The IO-Link system is divided into three levels: master, device, and controlled device.
The master level contains the IO-Link master, a module that is commonly manufactured in three forms (part of a pneumatic directional control valve manifold assembly, part of your programmable logic controller (PLC) assembly, or as a stand-alone device). The IO-Link master is the one significant difference in terms of hardware added to a traditional serial communication system. The master facilitates communication to the device level and then indirectly to the controlled-device level. Each IO-Link master communicates over a selected fieldbus or product-specific backplane bus. One IO-Link master can have several IO-Link ports or channels. One IO-Link device can be connected to each port; therefore, IO-Link is a point-to-point communication network, and not a fieldbus.
Figure 2 is a Festo Corporation IO-Link system overview for example and reference.
As shown in Figure 2, the Festo IO-Link system allows for the connection of many common devices. At the master level, you see a pneumatic directional control valve manifold assembly (Festo VTSA/CPX), stand-alone IO-Link masters (Festo CECC controller 4 point module and CTEU 2 point gateway module), and, of course, the PLC of your choice. At the device level you see proportional air regulators (Festo VPPM), remote stand-alone IO blocks (Festo CTSL), electric actuator drivers (Festo CMMO), pneumatic pressure switches (Festo SPAU), and pneumatic flow switches (Festo SFAW), as well as additional pneumatic directional control-valve manifolds (Festo VTUG and CPV). At the controlled-device level you see double-acting pneumatic cylinders (Festo DSBG, DSBC, and DSBF), electric actuators (Festo ELGR and EPCO), and pneumatic rotary actuators (Festo DRRD). There are few limits to the devices that can be implemented with IO-Link.
IO-Link requires only one three-core cable to integrate most sensors and some valves and actuators. Five wire cables could be needed for other valve manifolds and actuators which require switched load power. Regardless, IO-Link devices are commonly integrated with M12 or M8 connectors for easy connection. Cables can be unshielded and up to 20 meters in length. One cable with power and signal combined will reduce the number of cables in a system.
In principle, any IO-Link master can be combined with different manufacturers. However, double checking compatibility, such as maximum size of user data is definitely advised. One 8 port IO-Link master can support the data transmission of up to 136 sensors. The process data width per port can be up to 32 bytes of IO. A process data transmission rate of 230.4 kBaud is mandatory for any IO-Link master. Process data in a 16-bit length transmits in 2 ms.

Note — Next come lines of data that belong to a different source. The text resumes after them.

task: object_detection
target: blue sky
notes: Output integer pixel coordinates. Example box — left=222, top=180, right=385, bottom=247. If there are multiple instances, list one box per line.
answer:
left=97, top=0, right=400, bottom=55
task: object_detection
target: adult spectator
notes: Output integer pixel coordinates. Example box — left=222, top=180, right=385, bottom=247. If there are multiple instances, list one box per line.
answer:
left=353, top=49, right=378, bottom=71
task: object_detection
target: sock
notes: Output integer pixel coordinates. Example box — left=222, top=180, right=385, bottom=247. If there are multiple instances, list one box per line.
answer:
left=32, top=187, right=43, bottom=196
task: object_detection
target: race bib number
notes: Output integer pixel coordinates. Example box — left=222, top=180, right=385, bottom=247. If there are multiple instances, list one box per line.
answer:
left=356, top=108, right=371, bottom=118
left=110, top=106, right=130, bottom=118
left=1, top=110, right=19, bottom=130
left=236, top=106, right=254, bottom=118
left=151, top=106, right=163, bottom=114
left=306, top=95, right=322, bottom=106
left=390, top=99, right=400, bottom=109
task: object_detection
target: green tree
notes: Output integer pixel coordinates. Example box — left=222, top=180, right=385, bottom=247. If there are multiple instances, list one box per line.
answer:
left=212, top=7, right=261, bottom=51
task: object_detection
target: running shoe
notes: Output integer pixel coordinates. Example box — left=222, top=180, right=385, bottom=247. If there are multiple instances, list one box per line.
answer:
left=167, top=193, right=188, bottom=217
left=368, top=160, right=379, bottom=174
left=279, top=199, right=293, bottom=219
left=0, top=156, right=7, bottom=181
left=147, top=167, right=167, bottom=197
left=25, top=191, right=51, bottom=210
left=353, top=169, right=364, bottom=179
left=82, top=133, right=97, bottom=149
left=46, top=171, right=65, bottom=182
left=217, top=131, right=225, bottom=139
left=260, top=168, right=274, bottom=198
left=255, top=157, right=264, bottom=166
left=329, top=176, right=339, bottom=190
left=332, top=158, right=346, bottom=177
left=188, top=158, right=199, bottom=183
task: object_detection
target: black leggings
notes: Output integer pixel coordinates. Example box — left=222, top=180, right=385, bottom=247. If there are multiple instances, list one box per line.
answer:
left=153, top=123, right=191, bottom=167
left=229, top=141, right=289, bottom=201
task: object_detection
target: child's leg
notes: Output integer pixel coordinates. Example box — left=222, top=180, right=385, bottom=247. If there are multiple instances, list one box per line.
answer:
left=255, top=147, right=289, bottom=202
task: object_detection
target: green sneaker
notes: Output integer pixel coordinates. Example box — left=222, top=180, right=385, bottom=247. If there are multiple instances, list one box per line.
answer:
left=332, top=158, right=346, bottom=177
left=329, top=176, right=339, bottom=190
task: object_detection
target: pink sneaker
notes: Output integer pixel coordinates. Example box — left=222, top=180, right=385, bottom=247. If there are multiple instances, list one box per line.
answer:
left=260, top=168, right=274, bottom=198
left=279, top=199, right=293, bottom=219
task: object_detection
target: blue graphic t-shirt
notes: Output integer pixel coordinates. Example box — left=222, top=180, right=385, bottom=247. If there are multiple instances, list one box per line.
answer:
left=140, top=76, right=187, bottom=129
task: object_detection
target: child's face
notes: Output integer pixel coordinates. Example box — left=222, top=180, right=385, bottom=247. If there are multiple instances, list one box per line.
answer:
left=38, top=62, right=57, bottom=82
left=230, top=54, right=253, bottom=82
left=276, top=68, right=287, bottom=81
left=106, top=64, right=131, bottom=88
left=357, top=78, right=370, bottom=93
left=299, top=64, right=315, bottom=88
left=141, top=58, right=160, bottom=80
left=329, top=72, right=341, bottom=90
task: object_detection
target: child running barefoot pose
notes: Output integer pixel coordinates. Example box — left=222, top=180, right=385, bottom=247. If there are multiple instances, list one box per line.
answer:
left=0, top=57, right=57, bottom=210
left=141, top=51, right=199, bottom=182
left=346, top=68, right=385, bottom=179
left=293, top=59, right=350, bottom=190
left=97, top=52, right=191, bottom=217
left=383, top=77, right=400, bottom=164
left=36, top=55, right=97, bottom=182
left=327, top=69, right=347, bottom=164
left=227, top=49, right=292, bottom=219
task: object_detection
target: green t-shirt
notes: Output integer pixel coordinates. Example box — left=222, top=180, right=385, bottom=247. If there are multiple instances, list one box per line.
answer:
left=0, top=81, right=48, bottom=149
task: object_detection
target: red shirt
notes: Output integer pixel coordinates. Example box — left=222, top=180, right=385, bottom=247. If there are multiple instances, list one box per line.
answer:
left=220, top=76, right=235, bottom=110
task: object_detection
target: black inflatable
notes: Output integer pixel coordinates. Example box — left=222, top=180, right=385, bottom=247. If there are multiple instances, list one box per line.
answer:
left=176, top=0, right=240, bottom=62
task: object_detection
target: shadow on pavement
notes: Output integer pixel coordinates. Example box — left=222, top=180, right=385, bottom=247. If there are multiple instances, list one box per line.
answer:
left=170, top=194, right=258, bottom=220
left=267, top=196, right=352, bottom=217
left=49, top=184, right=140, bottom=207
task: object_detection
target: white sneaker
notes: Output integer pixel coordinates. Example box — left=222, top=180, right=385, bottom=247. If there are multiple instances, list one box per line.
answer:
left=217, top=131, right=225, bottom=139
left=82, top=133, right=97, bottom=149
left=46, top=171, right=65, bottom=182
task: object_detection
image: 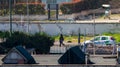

IO-Link utilizes a parameter-assignment server function (what some manufacturers call “mailbox function”) for data storage. This function assists in automatically setting the parameters of devices replaced in the field, as well as identifying incorrect item replacements. Non IO-Link devices can be used in a system. However, you will lose the advanced diagnostics and configuration function of an IO-Link device. In addition, diagnostic data is sent over the same line as process data, improving troubleshooting as compared to non IO-Link devices. During production, sensors can be re-parameterized on the fly, thus allowing for the potential to run multiple components on the same line. This same re-parameterization ability allows for spare parts inventory in the plant to be drastically reduced.